DB Poli from Roanoke College and her students Travis Lupmkin and Sarah Petrosky have been closely examining our Carboniferous plant fossils from the Boxley quarry in Beckley, West Virginia, in order to make identifications and to look for any unusual features.
The small fragment shown above (note the 5 mm scale bar) includes three pinnae (“leaflets”) from a fern frond. The one in the middle is a typical shape for a complete pinna, but the ones on each side show irregularities in their shapes. Could these be insect trace fossils, evidence of a Carboniferous insect eating ferns?

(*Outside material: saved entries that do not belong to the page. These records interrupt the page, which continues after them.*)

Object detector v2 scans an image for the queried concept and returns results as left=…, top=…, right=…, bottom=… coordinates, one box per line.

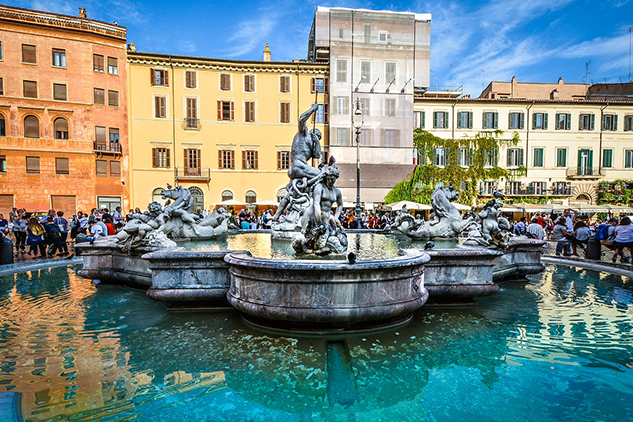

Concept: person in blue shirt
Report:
left=53, top=211, right=69, bottom=255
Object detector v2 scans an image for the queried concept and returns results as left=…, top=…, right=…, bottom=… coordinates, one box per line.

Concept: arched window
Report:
left=54, top=117, right=69, bottom=139
left=24, top=115, right=39, bottom=138
left=152, top=187, right=164, bottom=205
left=245, top=190, right=257, bottom=204
left=276, top=188, right=288, bottom=203
left=221, top=190, right=233, bottom=202
left=189, top=186, right=204, bottom=212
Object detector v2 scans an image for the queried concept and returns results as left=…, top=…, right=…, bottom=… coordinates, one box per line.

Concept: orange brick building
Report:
left=0, top=5, right=128, bottom=217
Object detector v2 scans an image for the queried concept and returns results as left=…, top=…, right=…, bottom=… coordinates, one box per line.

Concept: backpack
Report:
left=595, top=224, right=609, bottom=240
left=49, top=223, right=62, bottom=240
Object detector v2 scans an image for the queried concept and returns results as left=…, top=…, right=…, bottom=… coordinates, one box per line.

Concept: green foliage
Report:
left=384, top=129, right=520, bottom=205
left=505, top=196, right=556, bottom=204
left=598, top=180, right=633, bottom=205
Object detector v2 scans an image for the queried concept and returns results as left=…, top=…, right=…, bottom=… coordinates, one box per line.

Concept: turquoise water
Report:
left=185, top=232, right=457, bottom=259
left=0, top=264, right=632, bottom=421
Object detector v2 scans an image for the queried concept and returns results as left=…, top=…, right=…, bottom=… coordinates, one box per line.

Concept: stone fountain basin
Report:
left=224, top=250, right=431, bottom=333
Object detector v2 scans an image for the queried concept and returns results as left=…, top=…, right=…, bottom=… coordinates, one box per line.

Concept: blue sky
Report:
left=7, top=0, right=633, bottom=96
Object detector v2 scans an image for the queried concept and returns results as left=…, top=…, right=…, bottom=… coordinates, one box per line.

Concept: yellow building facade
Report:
left=127, top=48, right=328, bottom=211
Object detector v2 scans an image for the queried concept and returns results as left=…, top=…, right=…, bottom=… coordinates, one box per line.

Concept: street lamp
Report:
left=353, top=98, right=363, bottom=223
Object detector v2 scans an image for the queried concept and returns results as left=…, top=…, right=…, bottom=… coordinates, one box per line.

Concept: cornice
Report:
left=414, top=96, right=633, bottom=107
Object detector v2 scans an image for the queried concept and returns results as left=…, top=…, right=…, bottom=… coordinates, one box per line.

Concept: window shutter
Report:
left=507, top=150, right=512, bottom=167
left=493, top=112, right=499, bottom=129
left=22, top=44, right=36, bottom=64
left=433, top=112, right=438, bottom=128
left=519, top=113, right=524, bottom=130
left=468, top=112, right=473, bottom=128
left=186, top=71, right=191, bottom=88
left=324, top=104, right=329, bottom=124
left=165, top=149, right=170, bottom=167
left=532, top=114, right=537, bottom=130
left=96, top=159, right=107, bottom=176
left=150, top=69, right=155, bottom=85
left=590, top=114, right=595, bottom=130
left=110, top=161, right=121, bottom=177
left=164, top=70, right=169, bottom=86
left=26, top=157, right=40, bottom=173
left=196, top=150, right=201, bottom=169
left=457, top=113, right=462, bottom=129
left=310, top=78, right=315, bottom=93
left=231, top=151, right=235, bottom=169
left=566, top=114, right=571, bottom=130
left=242, top=150, right=247, bottom=169
left=152, top=148, right=158, bottom=167
left=614, top=115, right=618, bottom=131
left=54, top=84, right=67, bottom=101
left=508, top=113, right=512, bottom=129
left=519, top=148, right=524, bottom=166
left=217, top=101, right=222, bottom=120
left=24, top=81, right=37, bottom=98
left=56, top=158, right=69, bottom=174
left=183, top=149, right=189, bottom=168
left=230, top=101, right=235, bottom=121
left=277, top=151, right=281, bottom=170
left=218, top=150, right=223, bottom=169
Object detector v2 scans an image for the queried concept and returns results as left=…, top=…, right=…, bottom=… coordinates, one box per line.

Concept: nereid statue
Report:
left=112, top=186, right=230, bottom=251
left=463, top=198, right=512, bottom=249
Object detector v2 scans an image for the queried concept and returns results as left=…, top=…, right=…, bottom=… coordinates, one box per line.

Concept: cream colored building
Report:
left=414, top=96, right=633, bottom=204
left=127, top=47, right=328, bottom=210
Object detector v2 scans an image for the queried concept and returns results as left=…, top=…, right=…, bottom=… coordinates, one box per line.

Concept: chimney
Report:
left=128, top=42, right=136, bottom=52
left=78, top=7, right=87, bottom=19
left=263, top=44, right=271, bottom=62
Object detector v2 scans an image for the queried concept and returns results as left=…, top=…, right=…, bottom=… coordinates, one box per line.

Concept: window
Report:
left=336, top=60, right=347, bottom=83
left=625, top=150, right=633, bottom=168
left=311, top=77, right=327, bottom=93
left=336, top=97, right=349, bottom=115
left=0, top=115, right=5, bottom=136
left=483, top=148, right=498, bottom=167
left=361, top=61, right=371, bottom=84
left=280, top=76, right=291, bottom=93
left=280, top=102, right=290, bottom=123
left=0, top=155, right=5, bottom=172
left=531, top=182, right=547, bottom=195
left=338, top=28, right=344, bottom=38
left=385, top=62, right=396, bottom=84
left=556, top=148, right=567, bottom=168
left=532, top=113, right=548, bottom=130
left=533, top=148, right=544, bottom=168
left=433, top=111, right=449, bottom=128
left=185, top=71, right=197, bottom=89
left=360, top=98, right=370, bottom=115
left=276, top=188, right=287, bottom=203
left=26, top=156, right=40, bottom=174
left=220, top=74, right=231, bottom=91
left=94, top=88, right=105, bottom=105
left=458, top=148, right=473, bottom=167
left=579, top=113, right=595, bottom=130
left=245, top=101, right=255, bottom=122
left=54, top=118, right=69, bottom=139
left=24, top=116, right=39, bottom=138
left=23, top=80, right=37, bottom=98
left=217, top=100, right=233, bottom=122
left=384, top=129, right=398, bottom=147
left=245, top=190, right=257, bottom=204
left=364, top=24, right=371, bottom=43
left=218, top=150, right=235, bottom=169
left=312, top=104, right=328, bottom=124
left=508, top=112, right=524, bottom=129
left=0, top=42, right=2, bottom=61
left=151, top=69, right=168, bottom=86
left=336, top=128, right=349, bottom=146
left=0, top=78, right=3, bottom=95
left=602, top=114, right=618, bottom=131
left=457, top=111, right=473, bottom=129
left=379, top=31, right=388, bottom=42
left=22, top=44, right=37, bottom=64
left=106, top=90, right=118, bottom=107
left=384, top=99, right=396, bottom=117
left=480, top=181, right=496, bottom=195
left=53, top=83, right=67, bottom=101
left=155, top=96, right=166, bottom=118
left=93, top=54, right=104, bottom=72
left=625, top=115, right=633, bottom=131
left=415, top=111, right=425, bottom=128
left=152, top=148, right=170, bottom=168
left=110, top=161, right=121, bottom=177
left=184, top=149, right=201, bottom=173
left=507, top=148, right=524, bottom=167
left=482, top=112, right=498, bottom=129
left=242, top=150, right=258, bottom=170
left=507, top=181, right=521, bottom=195
left=109, top=128, right=119, bottom=144
left=96, top=159, right=107, bottom=176
left=95, top=126, right=107, bottom=146
left=55, top=158, right=69, bottom=175
left=277, top=151, right=290, bottom=170
left=244, top=74, right=255, bottom=92
left=361, top=128, right=371, bottom=146
left=555, top=113, right=571, bottom=130
left=434, top=148, right=446, bottom=167
left=52, top=49, right=66, bottom=67
left=186, top=98, right=199, bottom=127
left=107, top=57, right=118, bottom=75
left=221, top=190, right=234, bottom=201
left=602, top=149, right=613, bottom=168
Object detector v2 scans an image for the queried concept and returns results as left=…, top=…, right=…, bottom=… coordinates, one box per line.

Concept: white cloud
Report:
left=179, top=41, right=197, bottom=55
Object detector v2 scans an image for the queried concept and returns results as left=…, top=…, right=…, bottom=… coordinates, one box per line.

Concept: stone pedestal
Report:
left=225, top=250, right=431, bottom=334
left=493, top=238, right=546, bottom=281
left=142, top=250, right=238, bottom=306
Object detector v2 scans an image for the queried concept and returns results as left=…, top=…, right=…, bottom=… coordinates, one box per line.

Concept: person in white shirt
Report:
left=89, top=221, right=104, bottom=238
left=526, top=218, right=544, bottom=240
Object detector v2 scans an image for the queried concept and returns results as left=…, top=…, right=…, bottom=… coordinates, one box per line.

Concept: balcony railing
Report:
left=175, top=167, right=211, bottom=181
left=480, top=184, right=573, bottom=197
left=183, top=118, right=201, bottom=130
left=566, top=167, right=605, bottom=178
left=94, top=141, right=122, bottom=155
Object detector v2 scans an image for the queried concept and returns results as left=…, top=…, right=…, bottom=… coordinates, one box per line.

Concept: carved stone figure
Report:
left=292, top=166, right=348, bottom=255
left=114, top=202, right=174, bottom=251
left=272, top=103, right=323, bottom=230
left=463, top=198, right=512, bottom=249
left=392, top=186, right=473, bottom=240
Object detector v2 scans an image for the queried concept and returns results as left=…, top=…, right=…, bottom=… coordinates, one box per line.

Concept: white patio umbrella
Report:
left=383, top=200, right=432, bottom=211
left=256, top=200, right=280, bottom=207
left=452, top=203, right=472, bottom=211
left=214, top=199, right=247, bottom=206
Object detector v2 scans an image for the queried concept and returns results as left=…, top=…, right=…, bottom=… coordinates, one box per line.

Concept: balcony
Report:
left=94, top=141, right=121, bottom=155
left=182, top=118, right=201, bottom=130
left=503, top=186, right=572, bottom=197
left=566, top=167, right=605, bottom=179
left=175, top=167, right=211, bottom=181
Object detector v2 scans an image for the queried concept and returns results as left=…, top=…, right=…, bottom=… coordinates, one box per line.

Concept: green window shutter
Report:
left=508, top=113, right=512, bottom=129
left=421, top=111, right=425, bottom=128
left=468, top=111, right=473, bottom=128
left=626, top=151, right=633, bottom=168
left=614, top=115, right=618, bottom=131
left=493, top=112, right=499, bottom=129
left=602, top=115, right=607, bottom=131
left=588, top=150, right=593, bottom=168
left=519, top=148, right=524, bottom=166
left=534, top=148, right=544, bottom=167
left=433, top=112, right=438, bottom=128
left=566, top=114, right=571, bottom=130
left=625, top=116, right=630, bottom=131
left=507, top=149, right=512, bottom=167
left=543, top=113, right=548, bottom=130
left=457, top=113, right=462, bottom=129
left=443, top=112, right=449, bottom=128
left=532, top=114, right=537, bottom=130
left=579, top=115, right=584, bottom=130
left=590, top=114, right=595, bottom=130
left=603, top=149, right=613, bottom=168
left=520, top=113, right=525, bottom=129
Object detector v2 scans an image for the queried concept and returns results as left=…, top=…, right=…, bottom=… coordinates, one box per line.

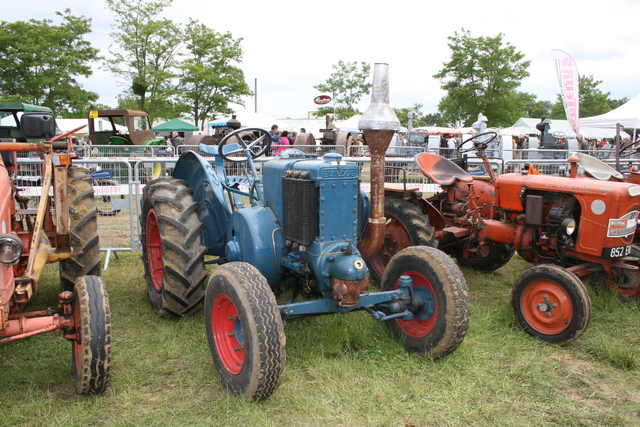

Here’s a closeup of the left pinna:
There’s a peculiar pattern associated with the missing parts of the pinna. If you look at the sediment underlying the plant, everywhere the pinna is missing, the sediment is a different color and grain size. I think this is not a trace fossil; instead, I believe the fossil plant broke at those points and exposed a slightly deeper layer of sediment.
How about the other pinna? Here’s a closeup:
The image is oriented so that the missing part is at the top, left of center. In this case there’s no change in the sediment where the plant’s missing. There’s not enough detail preserved here for me to say for sure, but I think there’s a fair chance that this is a trace formed by an insect or some other animal that was eating the fern fronds.